17.24

Cinta Lama Menyapa

Cinta? Masih adakah cinta itu?” sebaris pertanyaan itu menuntut sebuah jawaban jujur dari hati.
“Tidak! Itu bukan cinta,” bantah hatiku sengit.
Tapi bukankah pertemuan tak disengaja itu telah membuktikannya. Bila tidak cinta, kenapa dada ini harus berdebar saat melihat wajah cantiknya? Kenapa jantung ini berdetak lebih cepat saat mendengar lembut suara yang mengalir merdu dari bibir merahnya? Kenapa lidah ini menjadi kelu saat berbincang dengannya?
Hhh..., Mungkinkah rentang waktu 6 tahun tidak mampu mengikis habis cinta ini. Mungkinkah cinta ini terlampau dalam menggurat hati hingga tiada sanggup terenggut oleh siapapun dan apapun. Sekalipun oleh hinaan orang tuanya yang tiada mau menerima kondisiku.
Aku termenung, semilir angin malam mengiring renunganku pada pertemuan sore tadi.
“Slamet...?,” sebuah panggilan memudarkan konsentrasi membacaku.
Aku menoleh, dan... Ya, Alloh..., seraut wajah cantik menatapku. Mata itu, hidung itu, bibir itu, Aihh..., sepertinya aku mengenal gadis ini.
“Ayang...? Bener kamu Ayang kan...?” tanya gadis itu.
Ya, Alloh..., ternyata benar. Panggilan itu memudarkan segala keraguanku. Ayang adalah panggilan sayang dari seorang gadis yang pernah mewarnai hari-hariku. Gadis yang pernah terenggut dari pelukanku. Dan sekarang, bidadari itu telah tepat berdiri di hadapanku.
“Al..., Alexa....?” tanyaku menggantung tak percaya.
Gadis itu mengangguk. Senyumnya merekah Sementara aku masih saja mengucek-ucek mata ini.
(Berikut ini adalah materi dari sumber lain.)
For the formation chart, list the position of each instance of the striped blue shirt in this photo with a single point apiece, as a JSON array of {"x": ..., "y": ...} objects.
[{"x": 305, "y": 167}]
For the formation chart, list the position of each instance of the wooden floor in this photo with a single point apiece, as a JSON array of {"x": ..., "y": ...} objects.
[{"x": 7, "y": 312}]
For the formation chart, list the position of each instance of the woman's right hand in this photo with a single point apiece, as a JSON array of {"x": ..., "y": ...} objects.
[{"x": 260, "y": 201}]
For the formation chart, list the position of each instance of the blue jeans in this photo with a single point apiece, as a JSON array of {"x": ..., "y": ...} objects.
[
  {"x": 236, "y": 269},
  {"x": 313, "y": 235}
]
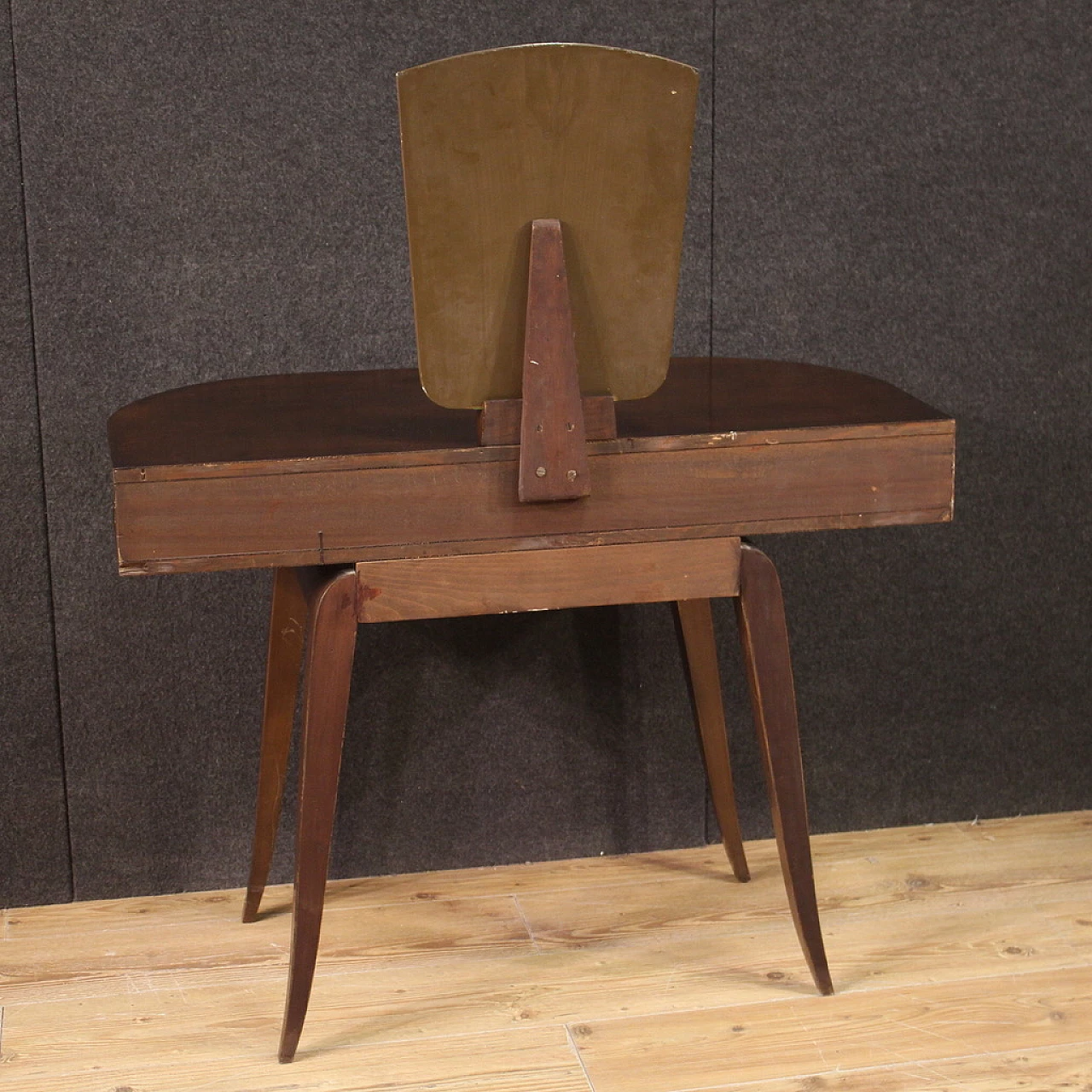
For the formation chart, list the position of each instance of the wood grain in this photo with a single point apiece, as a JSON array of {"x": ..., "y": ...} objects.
[
  {"x": 499, "y": 420},
  {"x": 679, "y": 1051},
  {"x": 323, "y": 415},
  {"x": 542, "y": 580},
  {"x": 1044, "y": 1069},
  {"x": 328, "y": 514},
  {"x": 553, "y": 455},
  {"x": 966, "y": 932},
  {"x": 590, "y": 136}
]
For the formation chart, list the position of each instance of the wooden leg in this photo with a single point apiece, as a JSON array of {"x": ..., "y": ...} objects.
[
  {"x": 330, "y": 647},
  {"x": 694, "y": 623},
  {"x": 761, "y": 615},
  {"x": 288, "y": 619}
]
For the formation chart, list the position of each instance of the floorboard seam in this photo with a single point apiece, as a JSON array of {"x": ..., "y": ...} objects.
[{"x": 580, "y": 1060}]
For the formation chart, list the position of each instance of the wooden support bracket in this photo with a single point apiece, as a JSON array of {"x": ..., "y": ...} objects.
[{"x": 553, "y": 456}]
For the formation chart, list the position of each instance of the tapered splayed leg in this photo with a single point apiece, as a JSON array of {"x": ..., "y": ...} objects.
[
  {"x": 288, "y": 620},
  {"x": 330, "y": 648},
  {"x": 694, "y": 623},
  {"x": 761, "y": 615}
]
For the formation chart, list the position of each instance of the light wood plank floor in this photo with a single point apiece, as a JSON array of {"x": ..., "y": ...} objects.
[{"x": 961, "y": 954}]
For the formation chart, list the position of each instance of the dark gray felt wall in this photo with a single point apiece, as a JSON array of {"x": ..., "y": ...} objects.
[
  {"x": 214, "y": 190},
  {"x": 34, "y": 855}
]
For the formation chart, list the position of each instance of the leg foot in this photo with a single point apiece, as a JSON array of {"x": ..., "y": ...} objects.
[
  {"x": 288, "y": 619},
  {"x": 330, "y": 647},
  {"x": 761, "y": 615},
  {"x": 694, "y": 623}
]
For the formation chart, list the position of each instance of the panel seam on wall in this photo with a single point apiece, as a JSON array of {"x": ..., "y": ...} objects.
[
  {"x": 706, "y": 820},
  {"x": 42, "y": 456}
]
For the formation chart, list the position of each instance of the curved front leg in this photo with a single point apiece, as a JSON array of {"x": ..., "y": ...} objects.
[
  {"x": 694, "y": 624},
  {"x": 331, "y": 643},
  {"x": 761, "y": 616}
]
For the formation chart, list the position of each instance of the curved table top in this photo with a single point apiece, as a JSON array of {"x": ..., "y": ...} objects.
[{"x": 346, "y": 413}]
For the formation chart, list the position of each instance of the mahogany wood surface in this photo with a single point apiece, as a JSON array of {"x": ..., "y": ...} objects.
[
  {"x": 553, "y": 452},
  {"x": 694, "y": 620},
  {"x": 725, "y": 448},
  {"x": 288, "y": 623},
  {"x": 547, "y": 579},
  {"x": 271, "y": 418},
  {"x": 761, "y": 615},
  {"x": 331, "y": 642}
]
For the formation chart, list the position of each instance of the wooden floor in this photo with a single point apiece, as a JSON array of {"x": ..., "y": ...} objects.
[{"x": 962, "y": 956}]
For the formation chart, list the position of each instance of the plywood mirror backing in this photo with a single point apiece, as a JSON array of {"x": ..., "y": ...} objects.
[{"x": 596, "y": 137}]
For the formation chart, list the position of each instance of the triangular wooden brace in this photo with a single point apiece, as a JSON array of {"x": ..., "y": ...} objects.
[{"x": 553, "y": 455}]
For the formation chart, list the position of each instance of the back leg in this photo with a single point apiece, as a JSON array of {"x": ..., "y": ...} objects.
[
  {"x": 761, "y": 615},
  {"x": 694, "y": 624},
  {"x": 288, "y": 620}
]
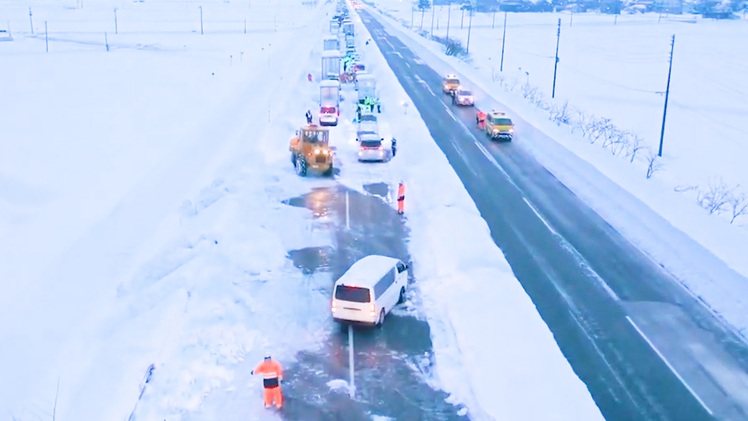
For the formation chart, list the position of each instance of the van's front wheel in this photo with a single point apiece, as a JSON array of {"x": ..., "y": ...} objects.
[{"x": 380, "y": 322}]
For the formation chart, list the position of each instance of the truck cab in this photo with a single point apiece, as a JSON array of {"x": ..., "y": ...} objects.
[
  {"x": 450, "y": 83},
  {"x": 310, "y": 150},
  {"x": 499, "y": 126}
]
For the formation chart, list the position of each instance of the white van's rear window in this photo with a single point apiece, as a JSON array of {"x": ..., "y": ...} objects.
[{"x": 353, "y": 294}]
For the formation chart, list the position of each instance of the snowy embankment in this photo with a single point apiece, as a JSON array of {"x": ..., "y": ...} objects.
[
  {"x": 109, "y": 273},
  {"x": 501, "y": 359},
  {"x": 705, "y": 252}
]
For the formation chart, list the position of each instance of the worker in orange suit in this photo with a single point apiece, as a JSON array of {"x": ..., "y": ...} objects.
[
  {"x": 272, "y": 375},
  {"x": 401, "y": 198}
]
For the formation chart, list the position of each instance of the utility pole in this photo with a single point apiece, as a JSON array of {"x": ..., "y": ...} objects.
[
  {"x": 555, "y": 63},
  {"x": 503, "y": 42},
  {"x": 667, "y": 94},
  {"x": 449, "y": 13},
  {"x": 470, "y": 25},
  {"x": 433, "y": 11}
]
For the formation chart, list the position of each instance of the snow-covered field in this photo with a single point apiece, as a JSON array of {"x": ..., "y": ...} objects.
[
  {"x": 142, "y": 175},
  {"x": 617, "y": 68}
]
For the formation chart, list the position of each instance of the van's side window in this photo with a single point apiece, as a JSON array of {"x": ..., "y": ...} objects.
[
  {"x": 387, "y": 280},
  {"x": 353, "y": 294},
  {"x": 400, "y": 267}
]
Tiba-tiba gadis itu menghambur, memelukku dengan erat.
“Al..., benarkah ini kamu?” tanyaku lirih. Gemuruh detak jantungku nyaris mengaburkan suara pertanyaan itu.
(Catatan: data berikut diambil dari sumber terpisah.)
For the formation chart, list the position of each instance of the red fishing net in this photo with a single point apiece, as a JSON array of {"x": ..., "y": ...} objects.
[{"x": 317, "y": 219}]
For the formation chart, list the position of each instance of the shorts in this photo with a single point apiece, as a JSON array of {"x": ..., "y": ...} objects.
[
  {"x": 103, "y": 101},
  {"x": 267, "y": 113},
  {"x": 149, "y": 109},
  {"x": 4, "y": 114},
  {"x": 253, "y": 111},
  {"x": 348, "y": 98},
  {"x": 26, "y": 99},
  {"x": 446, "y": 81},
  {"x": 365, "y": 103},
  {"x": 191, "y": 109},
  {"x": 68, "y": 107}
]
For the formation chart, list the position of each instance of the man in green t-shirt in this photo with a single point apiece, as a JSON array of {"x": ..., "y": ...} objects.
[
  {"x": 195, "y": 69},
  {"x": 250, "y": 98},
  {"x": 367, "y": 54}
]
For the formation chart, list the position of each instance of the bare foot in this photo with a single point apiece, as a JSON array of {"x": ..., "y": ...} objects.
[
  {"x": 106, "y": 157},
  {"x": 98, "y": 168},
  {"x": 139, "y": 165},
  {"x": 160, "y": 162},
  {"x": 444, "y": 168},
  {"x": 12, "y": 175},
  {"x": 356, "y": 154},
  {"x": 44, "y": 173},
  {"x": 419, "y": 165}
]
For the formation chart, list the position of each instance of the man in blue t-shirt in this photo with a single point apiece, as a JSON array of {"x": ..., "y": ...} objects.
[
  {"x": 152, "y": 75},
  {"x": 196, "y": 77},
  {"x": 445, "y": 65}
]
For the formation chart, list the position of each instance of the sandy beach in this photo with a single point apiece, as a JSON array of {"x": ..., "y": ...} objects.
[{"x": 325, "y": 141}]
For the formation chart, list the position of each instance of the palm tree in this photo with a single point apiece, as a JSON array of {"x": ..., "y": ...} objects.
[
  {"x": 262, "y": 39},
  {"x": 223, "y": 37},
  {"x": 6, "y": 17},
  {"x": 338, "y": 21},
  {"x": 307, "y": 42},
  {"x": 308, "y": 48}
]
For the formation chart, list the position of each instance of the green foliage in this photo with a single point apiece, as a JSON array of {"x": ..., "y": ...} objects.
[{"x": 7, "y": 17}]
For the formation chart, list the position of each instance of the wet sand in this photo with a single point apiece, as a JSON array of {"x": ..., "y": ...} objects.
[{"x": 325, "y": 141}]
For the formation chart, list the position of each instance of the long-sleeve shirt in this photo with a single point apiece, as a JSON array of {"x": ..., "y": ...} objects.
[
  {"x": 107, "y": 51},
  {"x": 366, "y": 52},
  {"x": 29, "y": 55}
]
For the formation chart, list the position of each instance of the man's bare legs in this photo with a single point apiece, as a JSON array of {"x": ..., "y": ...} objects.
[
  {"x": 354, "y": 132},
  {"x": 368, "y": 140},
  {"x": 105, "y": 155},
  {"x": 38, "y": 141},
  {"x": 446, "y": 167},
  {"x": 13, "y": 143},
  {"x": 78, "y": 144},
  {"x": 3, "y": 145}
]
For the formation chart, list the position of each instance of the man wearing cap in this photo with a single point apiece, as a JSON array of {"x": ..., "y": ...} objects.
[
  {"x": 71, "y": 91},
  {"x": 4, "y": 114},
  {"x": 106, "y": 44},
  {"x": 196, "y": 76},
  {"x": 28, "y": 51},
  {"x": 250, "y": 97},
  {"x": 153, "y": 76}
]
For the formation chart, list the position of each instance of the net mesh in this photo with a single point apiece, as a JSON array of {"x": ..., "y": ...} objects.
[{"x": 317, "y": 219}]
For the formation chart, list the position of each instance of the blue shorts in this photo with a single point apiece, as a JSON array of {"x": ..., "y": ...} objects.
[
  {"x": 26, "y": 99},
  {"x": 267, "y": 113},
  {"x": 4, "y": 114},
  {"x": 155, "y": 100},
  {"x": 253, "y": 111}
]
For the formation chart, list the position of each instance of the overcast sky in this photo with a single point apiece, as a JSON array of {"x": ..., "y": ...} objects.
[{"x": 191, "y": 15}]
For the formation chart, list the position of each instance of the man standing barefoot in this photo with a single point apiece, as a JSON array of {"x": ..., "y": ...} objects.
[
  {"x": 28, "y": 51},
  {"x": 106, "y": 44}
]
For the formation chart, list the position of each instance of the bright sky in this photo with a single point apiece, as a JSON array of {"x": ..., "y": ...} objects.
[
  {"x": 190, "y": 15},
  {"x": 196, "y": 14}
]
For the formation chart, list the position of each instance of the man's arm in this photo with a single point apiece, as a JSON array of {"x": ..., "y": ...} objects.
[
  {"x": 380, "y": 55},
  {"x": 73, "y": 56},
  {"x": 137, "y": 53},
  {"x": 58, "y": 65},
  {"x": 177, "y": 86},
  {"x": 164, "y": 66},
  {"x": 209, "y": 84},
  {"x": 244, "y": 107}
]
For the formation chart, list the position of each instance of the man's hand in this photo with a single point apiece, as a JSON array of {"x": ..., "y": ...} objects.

Bukan jawaban yang aku dengar, hanya isak tangis mengalun lirih.
Aku tertegun. Tanpa sadar, Aku membalas pelukannya. Sejuta rasa aku benamkan dalam dekapan.
“Kam... kamu menangis, Al...,” tanyaku terbata-bata. “Kenapa?”
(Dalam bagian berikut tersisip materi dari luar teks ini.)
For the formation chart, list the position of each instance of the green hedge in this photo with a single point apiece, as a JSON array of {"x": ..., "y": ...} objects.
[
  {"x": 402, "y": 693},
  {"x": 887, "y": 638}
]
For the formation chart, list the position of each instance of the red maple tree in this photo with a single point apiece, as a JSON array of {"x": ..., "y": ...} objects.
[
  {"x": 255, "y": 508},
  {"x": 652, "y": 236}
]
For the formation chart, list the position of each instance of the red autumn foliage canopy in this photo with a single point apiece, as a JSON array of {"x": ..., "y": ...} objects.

Alexa melepaskan pelukannya. Dia menyusut air mata yang berlinang lalu menatapku. Jemari lentiknya menggenggam tanganku.
“Aku bahagia, Yang. Nyaris gila aku mencarimu di kota ini.” tuturnya tanpa menyembunyikan kebahagiaan.
Aku termangu, “Kam... kamu mencari...ku?”
“Nanti aku ceritain, sekarang kita cari tempat yang enak buat ngobrol.” ajak Alexa seraya mengajakku meninggalkan counter buku itu.
“Hhh...,” aku menghela nafas lagi. Pertemuan sore tadi mengobrak-abrik hatiku yang mulai tertata rapi. Alexa...Alexa..., kenapa engkau harus hadir kembali? Tidakkah engkau mengerti, luka di hati ini belumlah mengering dan sekarang akankah engkau mendarahkannya lagi?
Hhh.., ku sandarkan tubuh di tembok kamar. Tapi ternyata aku tidak sendiri. Engkaupun terluka oleh perpisahan waktu itu. Hatimu pun lantak selantak hatiku. Padahal papa mu sendiri yang bilang, bahwa aku tak pantas untukmu. Kamu dan aku seperti langit dan bumi. Engkaulah sang langit dan akulah si bumi. Bagaimana mungkin tangan bumi mampu merengkuh sang langit?
Biarpun aku tak pernah dapat mengerti, kenapa cinta ini dipisahkan. Bukankah semua manusia itu terlahir sama. Tiada beda di mata Alloh kecuali iman dan taqwa. Dan cinta pun tak pernah mengenal kasta. Dia hadir begitu saja, menautkan dua hati yang saling mendamba.